Surréalisme typiquement belge ou lumineux appel magrittien à nous pencher sur les sombres secrets que cachent à toute heure les grosses maisons bourgeoises ? Quels pourraient-ils bien être, pour étendre ainsi leur noirceur, hormis ces lourds secrets de famille conduisant aux névroses intergénérationnelles ? La maison et sa maisonnée, un cercle aussi clos que les volets du rez-de-chaussée ? M'enfin, si rien qu'avec la couverture je savais déjà tout cela (juste ! j'avais vu le tableau auparavant, j'avoue), pourquoi emprunter celui-là ? le titre évidemment, annonciateur d'un policier psychologique : pour une fois le coupable devrait s'en tirer, d'où une curiosité à assouvir sans modération en toute impunité.
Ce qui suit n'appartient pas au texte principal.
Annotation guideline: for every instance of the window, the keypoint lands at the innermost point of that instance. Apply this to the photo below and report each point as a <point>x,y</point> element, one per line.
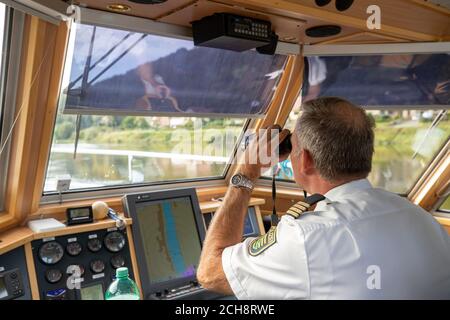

L'écriture aime à se rouler par moments dans un parfait usage d'anciens subjonctifs, en une étonnante simplicité et d'une telle élégance qu'elle procure la sensation au lecteur de pouvoir indéfiniment surfer sur la poudreuse alors qu'il dévale dans les profondeurs de l'âme humaine sans vraiment en prendre pleinement conscience. Un talent rare dans la manière de croquer la psychologie d'un personnage "Elle était issue d'une vieille famille bourgeoise pourvue depuis des générations et trouvait tout naturel de dépenser l'argent de son mari. [...] Elle considérait que sa tâche était de recevoir et de régler la vie mondaine de son mari, et son devoir d'être élégante, ainsi que lui avait montré sa mère."p.225-226, ou "Madeleine avait dit : Elles sont la Diguière. C'était sans doute encore plus exact que Je suis une la Diguière."p.237… de même pour les tensions qu'un comportement peut engendrer "- Il est tellement généreux qu'il va nous étouffer de gratitude"p.224 [...] "Il ne concevait pas que l'on pût avoir des désirs différents des siens"p.227. Jusqu'au conflit, jusqu'au meurtre.
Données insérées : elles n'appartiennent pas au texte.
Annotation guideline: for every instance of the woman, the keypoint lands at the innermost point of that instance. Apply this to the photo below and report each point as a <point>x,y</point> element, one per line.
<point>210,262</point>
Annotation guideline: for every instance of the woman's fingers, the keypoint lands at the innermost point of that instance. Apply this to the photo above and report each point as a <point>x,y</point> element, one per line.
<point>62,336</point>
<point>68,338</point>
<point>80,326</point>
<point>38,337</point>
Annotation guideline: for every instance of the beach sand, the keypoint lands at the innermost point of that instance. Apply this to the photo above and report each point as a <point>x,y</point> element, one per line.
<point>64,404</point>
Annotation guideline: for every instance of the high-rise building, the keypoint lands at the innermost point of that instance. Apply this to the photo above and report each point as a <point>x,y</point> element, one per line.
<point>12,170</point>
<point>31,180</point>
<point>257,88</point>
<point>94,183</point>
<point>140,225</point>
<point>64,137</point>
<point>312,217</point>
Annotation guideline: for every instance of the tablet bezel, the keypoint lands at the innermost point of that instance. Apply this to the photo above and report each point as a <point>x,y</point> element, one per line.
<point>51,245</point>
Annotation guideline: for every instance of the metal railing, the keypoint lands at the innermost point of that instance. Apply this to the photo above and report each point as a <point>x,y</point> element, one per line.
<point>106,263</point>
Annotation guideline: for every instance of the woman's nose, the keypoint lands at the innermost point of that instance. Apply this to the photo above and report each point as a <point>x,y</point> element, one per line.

Je serais bien indigne de ne pas mentionner l'humour, attention pas gras comme le papier d'un cornet de frites après usage. Non, non, non. Un humour à la belge, fin et finaud, flirtant avec l'ironie et j'allais dire naturellement (ah cette gentillesse innée à prêter à tous, par amour du partage, nos qualités spécifiques) allez fieu je corrige : et chez nous l'autodérision. "j'ouvris mon Barbey d'Aurevilly. Je compris dès les premières lignes que je ne serais pas en compagnie de Hauteclaire et Savigny : quel usurpateur sans vergogne s'était permis de s'approprier le titre de ce chef-d'oeuvre pour sa consommation personnelle ?" p.18 Bon, comprend qui peut car j'avoue mon manque total de culture, n'allez pas me demander qui cache Orlanda par exemple, je n'ai pas lu Virginia Wolf. Souvent dans les conversations je finis par me cacher derrière le rideau, cramoisi.
Certain(e)s auront tout de suite compris que si « elles sont la Diguière », elles sont aussi « les Diaboliques ». Ce clin d'oeil ne serait néanmoins que de peu d'intérêt, s'il était gratuit. Cependant : fin et finaud, ai-je dit. Méfiez-vous du titre ! Voilà l'avertissement.

"Il y a peut-être des coupables sans remords, on nous le cache pour nous faire peur et nous tenir dans le droit chemin, la petite tache qui terrifie Lady Macbeth est un effet littéraire et Raskolnikov avait la tête mangée par la névrose. le sentiment de son bon droit soutient le terroriste, il recommence, aucun démon ne lui montre l'enfer et ses feux, qui ne sont promis qu'à ses victimes."p.271
Le hasard existe-il quand je viens de terminer Maudit soit Dostoïevski, autre roman s'interrogeant sur le bien et le mal, la culpabilité ? Pas de misérabilisme chez Harpman et, comme chez Magritte : quelle profondeur parée d'humour et de légèreté !

Quant à mon esprit disruptif il s'est délecté en appliquant une grille de lecture systémique (observant principalement les interactions dans cette famille singulière ici et maintenant) sur ce roman qui recherche le comment et le pourquoi en sondant le passé et l'histoire de cette maison de la grande bourgeoisie dont le mimétisme des comportements sur la noblesse conduit à des alliances contre nature pour déboucher sur un crime des plus fourbes.